Lynn Fainsilber-Katz focuses on children’s social and emotional development in the context of family relationships, including marital conflict, domestic violence, and parent’s use of emotion coaching. She is particularly interested in children's ability to regulate emotion in face of adverse environments and life events, and how parenting buffers children from negative outcomes and helps them develop successful healthy relationships with others, including peers. Her studies have involved children exposed to varying types of adverse circumstances, including domestic violence and pediatric cancer. In Dr. Katz’s most current work, she is developing a parenting intervention to promote the use of emotion coaching in families experiencing domestic violence to reduce the likelihood of behavioral and emotional problems in children.

Suzanne Kerns is an Assistant Professor at the University of Washington Department of Psychiatry and Behavioral Sciences, Division of Public Behavioral Health and Justice Policy. Clinical and research interests focus on translation of evidence based practices to real-world settings, their acquisition, adoption, and sustainability. She currently collaborates with agencies, communities and Tribes to develop strategic planning to increase effective utilization of evidence-based practices. She is a program consultant and involved in research of Family Integrated Transitions, an intervention targeting youth returning to their communities after being incarcerated, and Project Focus, an experimental study of strategies designed to increase access to evidence-based services for youth in foster care through caseworker and clinician training and consultation. She is also a certified trainer for Triple P Positive Parenting Program.
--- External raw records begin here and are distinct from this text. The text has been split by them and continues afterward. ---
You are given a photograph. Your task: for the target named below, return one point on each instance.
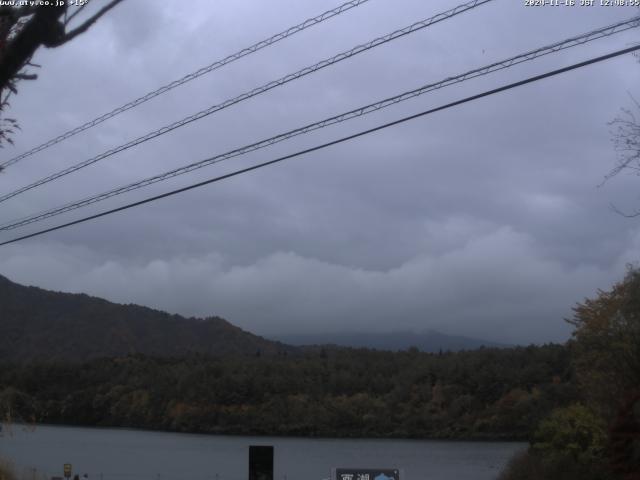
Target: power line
(310, 22)
(334, 142)
(503, 64)
(256, 91)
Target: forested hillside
(487, 393)
(37, 324)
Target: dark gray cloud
(482, 220)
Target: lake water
(115, 454)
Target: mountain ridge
(38, 324)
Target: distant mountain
(429, 341)
(37, 324)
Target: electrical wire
(256, 91)
(487, 93)
(496, 66)
(310, 22)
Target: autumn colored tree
(606, 345)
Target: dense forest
(487, 393)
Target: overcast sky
(483, 220)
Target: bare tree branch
(77, 11)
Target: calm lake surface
(114, 454)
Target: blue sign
(366, 474)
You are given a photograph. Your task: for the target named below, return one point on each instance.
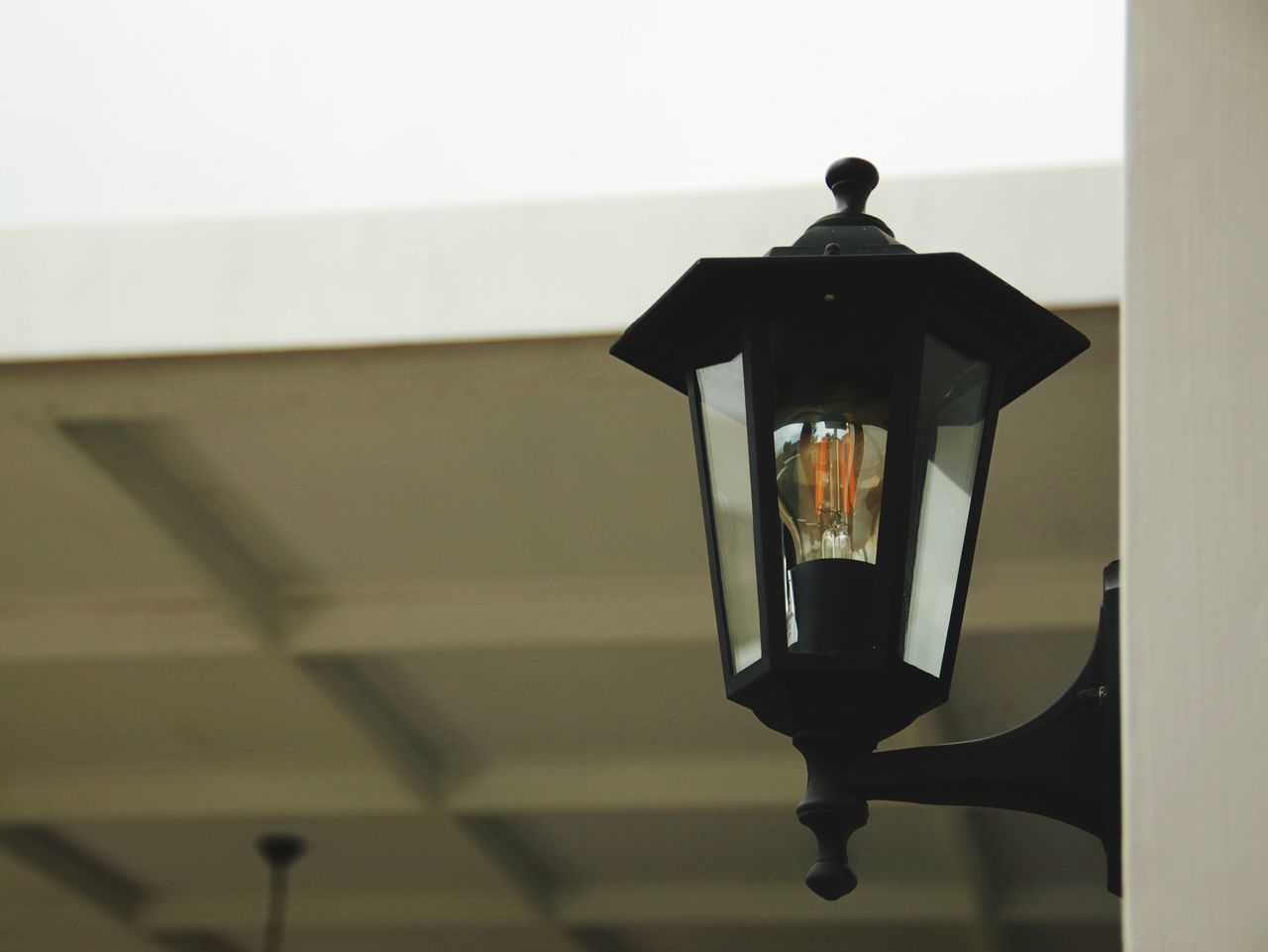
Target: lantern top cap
(852, 181)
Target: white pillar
(1195, 443)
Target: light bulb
(828, 479)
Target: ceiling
(444, 611)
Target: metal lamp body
(828, 631)
(897, 304)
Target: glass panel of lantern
(951, 418)
(831, 392)
(723, 427)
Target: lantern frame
(723, 307)
(1065, 762)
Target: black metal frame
(838, 705)
(1064, 765)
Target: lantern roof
(697, 320)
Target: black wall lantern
(843, 395)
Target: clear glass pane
(832, 380)
(949, 441)
(725, 435)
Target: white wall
(516, 271)
(1195, 475)
(141, 109)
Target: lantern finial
(851, 181)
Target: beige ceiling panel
(765, 846)
(67, 534)
(357, 853)
(562, 702)
(539, 487)
(114, 715)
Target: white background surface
(143, 109)
(1195, 466)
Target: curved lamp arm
(1064, 765)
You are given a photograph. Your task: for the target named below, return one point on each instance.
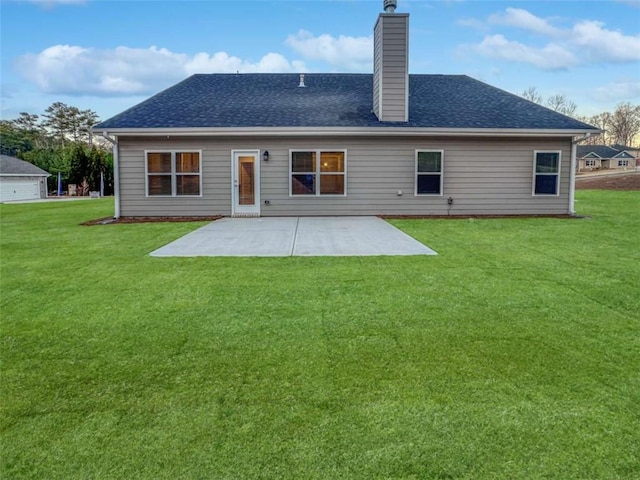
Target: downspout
(116, 174)
(572, 177)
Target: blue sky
(109, 55)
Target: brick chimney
(391, 65)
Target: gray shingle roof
(333, 100)
(603, 151)
(15, 166)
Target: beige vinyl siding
(390, 79)
(483, 176)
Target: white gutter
(345, 131)
(572, 174)
(116, 174)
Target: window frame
(416, 173)
(318, 173)
(173, 174)
(535, 174)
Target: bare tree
(562, 104)
(532, 95)
(624, 123)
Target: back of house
(386, 143)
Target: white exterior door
(246, 183)
(19, 190)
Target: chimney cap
(390, 6)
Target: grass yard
(513, 354)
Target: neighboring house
(342, 144)
(595, 157)
(20, 180)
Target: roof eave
(346, 131)
(25, 174)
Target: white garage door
(19, 190)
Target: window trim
(174, 175)
(318, 173)
(416, 173)
(535, 174)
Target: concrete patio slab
(294, 236)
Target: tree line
(620, 126)
(60, 141)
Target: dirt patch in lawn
(113, 221)
(630, 181)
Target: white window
(546, 173)
(173, 173)
(318, 172)
(429, 172)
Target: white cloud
(352, 53)
(520, 18)
(618, 91)
(75, 70)
(549, 57)
(601, 44)
(585, 42)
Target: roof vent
(390, 6)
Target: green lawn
(515, 353)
Katie McLaughlin's research seeks to identify psychological and neurobiological mechanisms linking adverse childhood environments to the onset of psychopathology in youths using a variety of tools, including neuropsychological assessments, electrophysiology (e.g., measures of autonomic nervous system function, EEG) and brain imaging, including structural and functional MRI. Dr. McLaughlin has used these tools to study children and adolescents exposed to a wide range of adverse environmental experiences, including caregiver maltreatment, community violence exposure, institutional rearing, and poverty, and has identified a variety of neurodevelopmental mechanisms that underlie the relationship between adverse environments in childhood and the subsequent onset of mental disorders, including elevated emotional and physiological reactivity to stress, poor emotion regulation skills, executive functioning deficits, and disruptions in social cognition. 

Betty Repacholi studies social-cognitive and emotional development in infancy and early childhood. Her main research focus has been the exploration of infants’ responses to, and understanding of, other people’s emotional expressions. For instance, her work has explored whether infants understand a) what another person is emoting about and b) that different people can have different emotional responses about the exact same object or event. Her most recent research has examined infants’ ability to engage in emotional eavesdropping, whereby infants use emotional information gleaned from other people’s social interactions, to regulate their own actions. She is also exploring the role of infant temperament, inhibitory control, parental behavior, and family emotional climate in determining how infants respond to other people’s emotional displays.